José Luis, no. No estaba enamorado de ellas, sino de una portuguesa
llenita de salero que limpiaba su misma planta. Era un tipo normal.
Los golpecitos en la madera que anuncian el desplazamiento de los
pasos, me han devuelto, en un Jesús, a la catedral de mi infancia. Un lugar,
por más que no frecuentado durante décadas, muy familiar para mí. En mi
infancia pasé muchísimos ratos corriendo con mis amigos por esas naves o
por los claustros.
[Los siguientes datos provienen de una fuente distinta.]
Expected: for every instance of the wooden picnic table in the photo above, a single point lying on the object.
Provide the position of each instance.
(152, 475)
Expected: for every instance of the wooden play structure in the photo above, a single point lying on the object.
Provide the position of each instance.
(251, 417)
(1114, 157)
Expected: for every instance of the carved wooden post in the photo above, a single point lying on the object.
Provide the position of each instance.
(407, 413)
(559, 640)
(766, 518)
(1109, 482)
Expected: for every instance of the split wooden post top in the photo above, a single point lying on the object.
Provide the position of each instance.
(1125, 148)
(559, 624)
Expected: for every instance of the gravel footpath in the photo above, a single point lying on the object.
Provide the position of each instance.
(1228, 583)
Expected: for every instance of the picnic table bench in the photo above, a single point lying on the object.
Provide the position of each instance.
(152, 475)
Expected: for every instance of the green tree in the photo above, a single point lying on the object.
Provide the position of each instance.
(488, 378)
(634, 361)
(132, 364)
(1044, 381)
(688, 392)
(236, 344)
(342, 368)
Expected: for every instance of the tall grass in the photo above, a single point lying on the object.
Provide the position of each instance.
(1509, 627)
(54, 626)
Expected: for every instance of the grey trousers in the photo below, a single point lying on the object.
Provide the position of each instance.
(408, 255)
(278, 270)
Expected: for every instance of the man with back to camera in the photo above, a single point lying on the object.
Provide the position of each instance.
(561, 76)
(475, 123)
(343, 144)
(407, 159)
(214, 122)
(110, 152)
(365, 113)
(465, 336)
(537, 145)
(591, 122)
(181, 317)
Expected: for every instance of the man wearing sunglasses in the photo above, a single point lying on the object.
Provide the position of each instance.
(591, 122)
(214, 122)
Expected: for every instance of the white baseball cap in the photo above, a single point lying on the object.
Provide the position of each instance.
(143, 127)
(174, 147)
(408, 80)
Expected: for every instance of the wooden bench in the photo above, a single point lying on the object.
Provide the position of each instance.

En ocasiones, perseguido por un portero cojo cargado de
llaves de todos los tamaños. Juanito, podría llamarse. No estoy seguro.
Repentinamente el Cristo Alzado, a hombros de túnicas granate y
caperuzas gris plata, se ha precipitado hacia mí. Me he tenido que echar
bruscamente a un lado. De inmediato en la nave lateral derecha se ha
organizado la comitiva. Los oscuros gerifaltes de la Hermandad seguidos
del Cristo, traído de San Agustín y flanqueado por dos lanzas, han iniciado
el Viacrucis.
He tomado algunas fotos. No muchas. Incomprensiblemente, he
experimentado sensaciones rarísimas.
He sentido la misma sensación que hace unos años en el zoco de
Isphahan. Había una procesión de los fervientes seguidores de Ali y caímos
en medio. Preguntamos a unos tipos con camisas muy negras que
parecían los organizadores si podíamos quedarnos. Nos dijeron que sí con
amabilidad. Los vendedores de las tiendas de aquel prolongado túnel
fueron bajando sus persianas a la llegada de la comitiva. No se quedaban,
se iban. Envueltos en aquel ambiente integrista, vimos pasar hombres
enfervorizados. Nos pareció excesivamente cargado el ambiente y, un
tanto agobiados, decidimos salir. Una vez fuera, entramos en una tetería
situada en un primer piso. Estando allí, descubrimos un ventanuco que
daba a otra oscura galería del zoco. Nos asomamos. Discurría por ella en
aquel momento la segunda parte de la procesión formada por mujeres
que, entorno a unos gigantescos bafles rodantes, entonaban sus
oraciones. Todas formando una masa muy oscura, casi negra, rezaban en
voz alta, al tiempo que se golpeaban rítmicamente en el pecho de manera
perfectamente audible. La escena nos pareció muy impresionante. Por un
momento pensé asomar la cámara por el ventanuco. Inmediatamente
imaginé que en un punto cualquiera de la oscura galería una cualquiera de
aquellas personas enfervorizadas nos señalaba y gritaba un, para nosotros
ininteligible, “a por ellos”, haciendo caer sobre nosotros una masa de
fieles integristas. No tomé aquella fotografía. Cerramos el ventanuco,
abandonamos la tetería y salimos a la plaza Naghsh-i Jahan, la plaza más
bella y luminosa del mundo. En Isphahan.
Una sensación parecida he experimentado en la Catedral. Una masa
de integristas, fervor, la mirada del Cristo Alzado, mozorros de túnica
granate y caperuza gris plata y el rezo del Viacrucis. De repente, he
pensado, uno me señala, se escucha un “a por él”, se abalanzan sobre mí y
me crucifican.
No he cerrado ventanuco alguno, pero he guardado la camarita y,
por la puerta del lado de la casa de la campanera, he ganado la luz de mi
calle, Dormitalería.

Javier Mina
Iruñea, 19 de abril de 2019. Viernes Santo.